Today and Gabe and I were supposed to go to my staff barbecue. However, he sent me a text saying he was sick and that he would not go. It`s fine, I guess, but I spent $20 yesterday on baking goods for him to make something for the barbecue. He has the dessert, and he offered to come out here and bring it to me, but he then changed his mind. It would have been complicated to arrange, anyway. He elaborated on how he felt; he feels nauseous, which he attributes to a lack of sleep. I`m disappointed that he wouldn`t show up because I was looking forward to seeing him, but the more I thought about it, the more I came to think about what`s stopping him from getting enough sleep. For one thing, he doesn`t allow himself to have a consistent sleep schedule like most people. As a result of this, he`s tired all the time, he`s now sick, and he can never commit to what he plans with me. I want him to get enough sleep, but he needs to ensure that for himself.

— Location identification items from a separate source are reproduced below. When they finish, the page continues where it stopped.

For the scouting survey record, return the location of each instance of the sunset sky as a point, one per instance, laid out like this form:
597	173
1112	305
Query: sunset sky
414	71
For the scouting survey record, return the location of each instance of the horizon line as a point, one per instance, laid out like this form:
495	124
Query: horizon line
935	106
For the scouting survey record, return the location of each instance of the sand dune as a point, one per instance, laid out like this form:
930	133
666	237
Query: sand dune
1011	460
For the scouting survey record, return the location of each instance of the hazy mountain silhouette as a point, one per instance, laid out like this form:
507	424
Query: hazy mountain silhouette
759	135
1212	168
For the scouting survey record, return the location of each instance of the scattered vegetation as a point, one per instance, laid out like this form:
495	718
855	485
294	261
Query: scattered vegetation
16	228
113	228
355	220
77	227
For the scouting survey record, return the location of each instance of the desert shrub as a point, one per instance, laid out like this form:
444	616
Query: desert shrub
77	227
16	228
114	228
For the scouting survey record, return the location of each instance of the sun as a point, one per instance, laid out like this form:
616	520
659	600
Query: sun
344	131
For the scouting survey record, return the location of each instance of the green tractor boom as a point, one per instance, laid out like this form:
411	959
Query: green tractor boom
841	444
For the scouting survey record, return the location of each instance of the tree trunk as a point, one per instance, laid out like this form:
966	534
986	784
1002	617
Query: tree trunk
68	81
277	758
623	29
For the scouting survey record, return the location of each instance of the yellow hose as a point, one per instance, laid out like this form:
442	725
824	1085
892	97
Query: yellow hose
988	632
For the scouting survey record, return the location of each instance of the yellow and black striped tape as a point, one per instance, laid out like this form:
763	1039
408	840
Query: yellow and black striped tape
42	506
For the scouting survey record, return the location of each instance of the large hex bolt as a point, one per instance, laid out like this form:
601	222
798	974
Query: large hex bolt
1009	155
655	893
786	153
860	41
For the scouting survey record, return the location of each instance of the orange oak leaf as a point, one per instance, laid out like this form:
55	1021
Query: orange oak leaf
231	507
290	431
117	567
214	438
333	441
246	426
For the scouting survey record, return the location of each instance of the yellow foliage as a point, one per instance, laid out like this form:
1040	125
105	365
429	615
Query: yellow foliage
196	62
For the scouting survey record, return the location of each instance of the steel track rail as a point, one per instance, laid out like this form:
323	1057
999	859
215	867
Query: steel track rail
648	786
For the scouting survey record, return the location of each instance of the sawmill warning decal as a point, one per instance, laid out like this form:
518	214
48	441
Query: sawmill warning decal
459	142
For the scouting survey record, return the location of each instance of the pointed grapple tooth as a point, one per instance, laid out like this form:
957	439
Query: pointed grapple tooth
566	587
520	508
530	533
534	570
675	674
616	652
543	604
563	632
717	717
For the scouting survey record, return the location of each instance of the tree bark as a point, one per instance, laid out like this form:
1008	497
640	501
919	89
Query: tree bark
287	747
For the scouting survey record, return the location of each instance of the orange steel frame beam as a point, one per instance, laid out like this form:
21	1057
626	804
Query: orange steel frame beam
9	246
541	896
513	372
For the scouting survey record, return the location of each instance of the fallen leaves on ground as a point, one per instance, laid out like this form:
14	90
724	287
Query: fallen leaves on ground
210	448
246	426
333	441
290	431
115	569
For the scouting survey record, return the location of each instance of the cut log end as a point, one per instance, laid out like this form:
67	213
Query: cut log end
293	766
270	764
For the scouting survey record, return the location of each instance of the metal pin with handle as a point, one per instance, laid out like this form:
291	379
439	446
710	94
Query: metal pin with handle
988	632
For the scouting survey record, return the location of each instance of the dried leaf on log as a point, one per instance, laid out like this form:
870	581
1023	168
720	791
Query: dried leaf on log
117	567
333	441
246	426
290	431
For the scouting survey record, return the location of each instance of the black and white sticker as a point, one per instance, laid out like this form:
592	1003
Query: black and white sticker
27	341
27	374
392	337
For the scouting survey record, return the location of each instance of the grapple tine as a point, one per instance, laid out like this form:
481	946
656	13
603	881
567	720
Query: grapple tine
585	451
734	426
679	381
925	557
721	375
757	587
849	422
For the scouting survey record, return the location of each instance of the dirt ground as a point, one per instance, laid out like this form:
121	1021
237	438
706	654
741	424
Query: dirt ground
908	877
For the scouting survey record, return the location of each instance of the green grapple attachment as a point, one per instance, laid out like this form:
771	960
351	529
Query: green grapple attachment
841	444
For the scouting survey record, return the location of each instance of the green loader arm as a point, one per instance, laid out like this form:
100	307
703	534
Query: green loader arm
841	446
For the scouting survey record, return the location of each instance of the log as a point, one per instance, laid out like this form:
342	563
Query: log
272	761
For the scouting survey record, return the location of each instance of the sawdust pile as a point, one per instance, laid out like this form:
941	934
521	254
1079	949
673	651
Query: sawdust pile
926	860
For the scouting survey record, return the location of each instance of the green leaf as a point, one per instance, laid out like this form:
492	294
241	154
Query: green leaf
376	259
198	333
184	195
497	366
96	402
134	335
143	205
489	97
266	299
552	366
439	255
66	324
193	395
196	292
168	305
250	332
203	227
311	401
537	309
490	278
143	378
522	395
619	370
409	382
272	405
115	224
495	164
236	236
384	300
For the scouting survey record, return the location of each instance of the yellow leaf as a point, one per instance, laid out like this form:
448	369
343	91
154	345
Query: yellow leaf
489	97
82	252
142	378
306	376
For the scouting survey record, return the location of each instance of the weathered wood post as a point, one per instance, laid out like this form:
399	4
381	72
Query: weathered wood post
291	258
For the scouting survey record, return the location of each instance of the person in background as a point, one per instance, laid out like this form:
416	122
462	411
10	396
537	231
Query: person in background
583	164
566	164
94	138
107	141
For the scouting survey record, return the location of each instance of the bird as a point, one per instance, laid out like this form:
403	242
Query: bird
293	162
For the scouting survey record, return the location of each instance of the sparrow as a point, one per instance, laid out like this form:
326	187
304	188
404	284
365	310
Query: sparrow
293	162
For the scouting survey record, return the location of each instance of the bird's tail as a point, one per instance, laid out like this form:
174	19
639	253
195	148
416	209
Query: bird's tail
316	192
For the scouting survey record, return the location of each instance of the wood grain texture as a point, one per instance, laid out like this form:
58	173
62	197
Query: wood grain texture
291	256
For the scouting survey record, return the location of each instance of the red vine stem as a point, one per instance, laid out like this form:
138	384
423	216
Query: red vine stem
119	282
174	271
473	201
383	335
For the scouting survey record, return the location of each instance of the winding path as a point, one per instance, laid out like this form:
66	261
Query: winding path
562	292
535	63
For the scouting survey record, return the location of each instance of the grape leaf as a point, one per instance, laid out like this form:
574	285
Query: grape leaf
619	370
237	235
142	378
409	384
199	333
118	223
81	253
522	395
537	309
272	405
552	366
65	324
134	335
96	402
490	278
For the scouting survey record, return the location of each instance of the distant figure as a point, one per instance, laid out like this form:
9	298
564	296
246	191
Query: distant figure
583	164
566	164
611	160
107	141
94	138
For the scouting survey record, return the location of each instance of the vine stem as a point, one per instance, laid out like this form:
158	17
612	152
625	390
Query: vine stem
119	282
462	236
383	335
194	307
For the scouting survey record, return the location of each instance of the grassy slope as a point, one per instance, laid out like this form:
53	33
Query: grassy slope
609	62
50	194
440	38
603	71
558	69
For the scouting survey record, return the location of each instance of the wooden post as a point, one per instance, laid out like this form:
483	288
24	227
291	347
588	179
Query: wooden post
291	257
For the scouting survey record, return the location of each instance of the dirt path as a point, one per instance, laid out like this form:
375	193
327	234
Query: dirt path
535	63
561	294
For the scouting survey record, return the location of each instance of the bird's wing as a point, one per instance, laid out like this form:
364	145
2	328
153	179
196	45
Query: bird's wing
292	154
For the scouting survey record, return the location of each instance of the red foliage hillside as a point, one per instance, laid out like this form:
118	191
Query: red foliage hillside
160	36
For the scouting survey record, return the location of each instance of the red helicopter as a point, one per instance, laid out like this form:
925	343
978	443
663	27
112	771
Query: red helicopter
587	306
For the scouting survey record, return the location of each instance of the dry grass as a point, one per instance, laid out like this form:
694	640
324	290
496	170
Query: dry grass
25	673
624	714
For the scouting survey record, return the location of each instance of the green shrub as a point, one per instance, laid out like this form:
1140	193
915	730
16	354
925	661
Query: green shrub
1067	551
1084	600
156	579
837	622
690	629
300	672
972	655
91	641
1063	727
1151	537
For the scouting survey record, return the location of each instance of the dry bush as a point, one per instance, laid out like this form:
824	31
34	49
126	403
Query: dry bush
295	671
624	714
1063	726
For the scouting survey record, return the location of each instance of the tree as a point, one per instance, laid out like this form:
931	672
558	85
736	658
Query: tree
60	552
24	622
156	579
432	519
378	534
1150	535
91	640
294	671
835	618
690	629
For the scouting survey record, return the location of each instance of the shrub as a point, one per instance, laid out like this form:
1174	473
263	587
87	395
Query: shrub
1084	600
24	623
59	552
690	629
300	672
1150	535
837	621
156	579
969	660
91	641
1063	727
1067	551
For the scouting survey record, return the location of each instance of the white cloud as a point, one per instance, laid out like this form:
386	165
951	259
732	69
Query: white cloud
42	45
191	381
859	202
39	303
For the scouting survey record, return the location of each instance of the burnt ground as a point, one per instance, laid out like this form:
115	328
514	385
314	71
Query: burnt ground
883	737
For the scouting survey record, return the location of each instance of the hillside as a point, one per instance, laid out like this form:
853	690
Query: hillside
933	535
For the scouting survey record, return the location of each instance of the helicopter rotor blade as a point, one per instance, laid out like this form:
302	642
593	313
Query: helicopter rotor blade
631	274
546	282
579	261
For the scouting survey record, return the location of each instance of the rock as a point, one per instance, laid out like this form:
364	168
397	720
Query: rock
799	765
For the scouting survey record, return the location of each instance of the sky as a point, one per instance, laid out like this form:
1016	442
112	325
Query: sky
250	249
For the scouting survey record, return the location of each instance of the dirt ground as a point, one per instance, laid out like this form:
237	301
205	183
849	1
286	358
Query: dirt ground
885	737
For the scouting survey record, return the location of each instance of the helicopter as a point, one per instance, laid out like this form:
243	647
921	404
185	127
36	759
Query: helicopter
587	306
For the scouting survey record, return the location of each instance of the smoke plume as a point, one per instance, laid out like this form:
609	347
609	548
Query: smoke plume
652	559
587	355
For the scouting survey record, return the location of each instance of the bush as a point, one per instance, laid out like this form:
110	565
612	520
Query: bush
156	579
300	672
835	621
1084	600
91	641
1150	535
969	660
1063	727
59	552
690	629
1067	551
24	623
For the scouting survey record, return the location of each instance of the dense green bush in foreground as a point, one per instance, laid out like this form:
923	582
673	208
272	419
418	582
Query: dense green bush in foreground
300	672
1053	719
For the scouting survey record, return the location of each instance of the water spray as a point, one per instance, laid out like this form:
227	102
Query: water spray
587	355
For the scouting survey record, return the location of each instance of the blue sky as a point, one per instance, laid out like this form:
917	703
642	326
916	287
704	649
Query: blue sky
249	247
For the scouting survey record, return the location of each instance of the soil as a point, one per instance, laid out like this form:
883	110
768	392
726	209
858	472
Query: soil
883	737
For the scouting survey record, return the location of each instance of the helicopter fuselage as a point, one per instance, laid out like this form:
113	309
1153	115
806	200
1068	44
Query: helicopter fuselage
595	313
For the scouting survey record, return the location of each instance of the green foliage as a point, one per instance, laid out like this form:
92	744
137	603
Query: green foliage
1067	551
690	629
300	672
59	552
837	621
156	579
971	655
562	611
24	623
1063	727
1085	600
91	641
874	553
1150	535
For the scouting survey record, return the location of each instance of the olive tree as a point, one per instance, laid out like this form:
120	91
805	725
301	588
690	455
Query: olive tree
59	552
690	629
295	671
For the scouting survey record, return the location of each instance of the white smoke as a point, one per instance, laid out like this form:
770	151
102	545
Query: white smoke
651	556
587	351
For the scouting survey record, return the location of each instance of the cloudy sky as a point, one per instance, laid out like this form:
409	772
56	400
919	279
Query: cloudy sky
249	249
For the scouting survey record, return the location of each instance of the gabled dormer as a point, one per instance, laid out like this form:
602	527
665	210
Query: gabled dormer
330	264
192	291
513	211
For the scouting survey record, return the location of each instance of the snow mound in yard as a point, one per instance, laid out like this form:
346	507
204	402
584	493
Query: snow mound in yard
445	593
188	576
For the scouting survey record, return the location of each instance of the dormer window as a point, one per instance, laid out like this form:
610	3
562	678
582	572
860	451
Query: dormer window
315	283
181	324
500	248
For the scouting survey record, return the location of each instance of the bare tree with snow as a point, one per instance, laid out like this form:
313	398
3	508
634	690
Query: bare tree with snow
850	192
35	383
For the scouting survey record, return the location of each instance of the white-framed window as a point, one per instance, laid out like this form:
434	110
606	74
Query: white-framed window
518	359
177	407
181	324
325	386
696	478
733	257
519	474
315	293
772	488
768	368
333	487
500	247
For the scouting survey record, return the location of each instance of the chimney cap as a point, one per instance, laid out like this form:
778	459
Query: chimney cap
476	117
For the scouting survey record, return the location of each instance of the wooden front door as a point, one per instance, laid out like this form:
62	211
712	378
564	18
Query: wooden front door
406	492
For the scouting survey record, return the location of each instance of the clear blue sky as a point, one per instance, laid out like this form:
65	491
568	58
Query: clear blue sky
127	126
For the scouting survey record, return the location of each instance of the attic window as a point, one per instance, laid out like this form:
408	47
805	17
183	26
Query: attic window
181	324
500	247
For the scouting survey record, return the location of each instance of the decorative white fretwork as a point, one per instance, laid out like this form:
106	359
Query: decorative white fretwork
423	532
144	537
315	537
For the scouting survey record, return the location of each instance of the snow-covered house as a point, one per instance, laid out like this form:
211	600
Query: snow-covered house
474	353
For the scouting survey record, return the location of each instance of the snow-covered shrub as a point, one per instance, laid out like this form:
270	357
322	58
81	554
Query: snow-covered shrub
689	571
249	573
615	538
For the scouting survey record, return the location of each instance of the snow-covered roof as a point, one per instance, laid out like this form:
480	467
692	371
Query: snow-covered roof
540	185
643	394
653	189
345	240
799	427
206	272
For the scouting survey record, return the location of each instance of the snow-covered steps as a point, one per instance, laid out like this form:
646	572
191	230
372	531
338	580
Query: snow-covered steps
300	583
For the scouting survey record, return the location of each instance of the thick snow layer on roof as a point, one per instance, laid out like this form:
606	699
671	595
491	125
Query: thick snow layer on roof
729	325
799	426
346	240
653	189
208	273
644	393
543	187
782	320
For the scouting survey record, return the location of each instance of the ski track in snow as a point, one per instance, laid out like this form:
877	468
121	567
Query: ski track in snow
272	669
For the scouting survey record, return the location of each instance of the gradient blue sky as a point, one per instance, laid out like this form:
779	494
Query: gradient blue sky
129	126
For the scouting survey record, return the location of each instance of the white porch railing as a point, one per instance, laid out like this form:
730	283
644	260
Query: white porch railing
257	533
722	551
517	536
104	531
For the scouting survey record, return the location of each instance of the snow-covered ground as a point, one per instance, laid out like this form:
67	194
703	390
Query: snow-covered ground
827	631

Clearly his choice to sleep on an inconsistent schedule is detrimental to his health and to my patience. His flaky behaviour has become very frustrating to bear, and today it became more than just me going to the barbecue by myself. Now I have to find the time to go buy more food with the little money I have instead of using that time to work on my school district applications. It`s come to the point where I don`t have any faith that we`ll see each other and follow through with what we planned anymore. I don`t want to spend my time and effort arranging for things to do when they always fall through because he doesn`t allow himself to have enough sleep. Had he stuck to a sleep schedule and told me about, I would make plans for the time I knew he would be awake and rested. He`s become very unreliable, and this is a trait I do not find attractive.

At some point either tonight or tomorrow I will mention this to him. I want him to find some sort of solution to this because it`s become quite a problem for both of us. I just need to calm down. If I were to talk to him now, I know things wouldn`t go well. I`m quite frustrated, at the moment. I`m tempted to go ahead and make other plans for the weekend without him, but that would suck too because I like seeing Gabe.